Malgré la prudence de Moscou, les risques d’escalade demeurent. L’intégration croissante des défenses aériennes de l’OTAN et de l’Ukraine, surtout à l’ouest, ouvre la possibilité d’engagements directs contre des drones ou missiles russes. Une erreur d’interprétation pourrait embraser la situation. De surcroît, l’idée d’utiliser des frappes occidentales à longue portée en Russie, combinée à l’effondrement des lignes ukrainiennes, accroît les dangers. Les dirigeants européens représentent le risque maximum avec une équation très dangereuse : pas de stratégie claire, crise économique et sociale en leur sein, dette galopante, dirigeants peu populaires, escalades verbales, le tout pouvant glisser vers une catastrophe par accumulation d’erreurs.

Un tournant

L’incident des drones polonais, mineur militairement, symbolise les ambiguïtés dangereuses de la guerre d’Ukraine.

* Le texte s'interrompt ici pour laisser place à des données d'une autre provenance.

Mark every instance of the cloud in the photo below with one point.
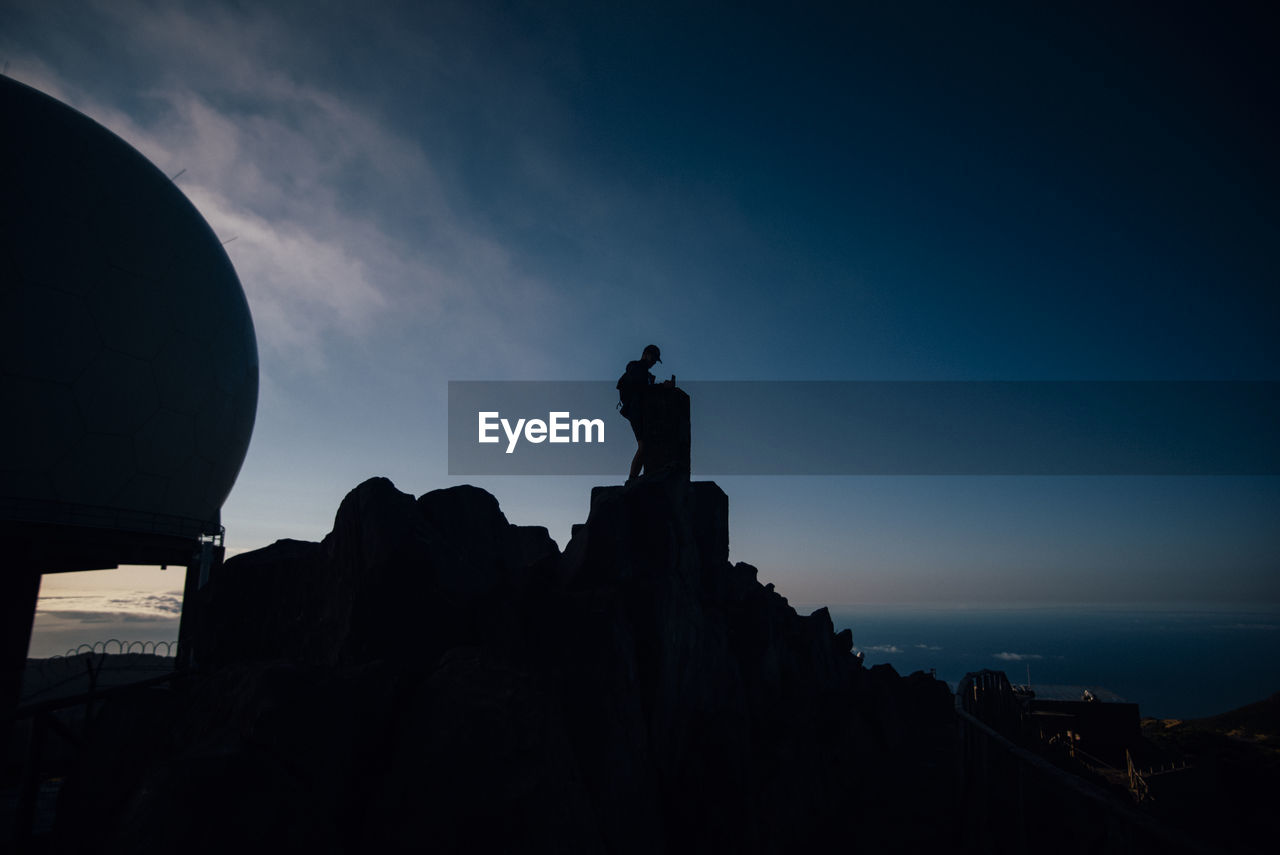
(114, 607)
(342, 228)
(883, 648)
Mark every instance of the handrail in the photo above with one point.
(1166, 836)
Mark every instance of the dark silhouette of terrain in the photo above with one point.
(430, 676)
(1226, 794)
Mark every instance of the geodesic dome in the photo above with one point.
(128, 367)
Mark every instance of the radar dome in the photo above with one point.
(128, 367)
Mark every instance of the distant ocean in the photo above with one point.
(1174, 662)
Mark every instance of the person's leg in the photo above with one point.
(638, 461)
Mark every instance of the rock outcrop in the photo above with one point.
(432, 676)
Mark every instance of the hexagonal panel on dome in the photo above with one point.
(117, 393)
(49, 337)
(183, 374)
(129, 314)
(165, 442)
(96, 470)
(45, 428)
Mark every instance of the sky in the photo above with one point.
(421, 192)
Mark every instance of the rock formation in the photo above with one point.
(432, 676)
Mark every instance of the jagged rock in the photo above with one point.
(433, 676)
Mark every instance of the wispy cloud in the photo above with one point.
(112, 607)
(342, 229)
(883, 648)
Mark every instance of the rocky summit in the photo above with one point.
(433, 677)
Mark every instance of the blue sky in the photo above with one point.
(920, 191)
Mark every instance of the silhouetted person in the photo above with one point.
(632, 387)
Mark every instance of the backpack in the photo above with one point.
(627, 388)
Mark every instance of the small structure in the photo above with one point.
(1086, 718)
(128, 364)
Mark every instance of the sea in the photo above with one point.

Il révèle le désespoir de Kiev, les contradictions de l’OTAN, les limites économiques de l’Europe et l’évolution des priorités américaines. Il illustre aussi la patience stratégique de Moscou, convaincue que le temps joue en sa faveur.
Les observateurs avertis auront noté que lors de la dernière conférence de presse – rares d'ailleurs – du Général Gerasimov, chef d'État-major des armées russes, l'éléments principal était la carte de l'Ukraine derrière lui : elle intégrait en rouge l'oblast d'Odessa et la Transnistrie (région séparatiste de Moldavie et potentiel futur lieu d'affrontement entre l'OTAN et la Russie). On peut difficilement faire message plus
clair.


À mesure que l’effondrement ukrainien se profile, l’OTAN se retrouve piégée entre deux choix : escalader au-delà de ses moyens ou accepter une défaite humiliante. Pour l’instant, les dirigeants repoussent l’échéance, s’accrochant à la rhétorique. Mais chaque drone égaré, chaque provocation mal interprétée rapproche le monde d’un seuil où le symbole ne suffira plus – et où une erreur pourrait être catastrophique.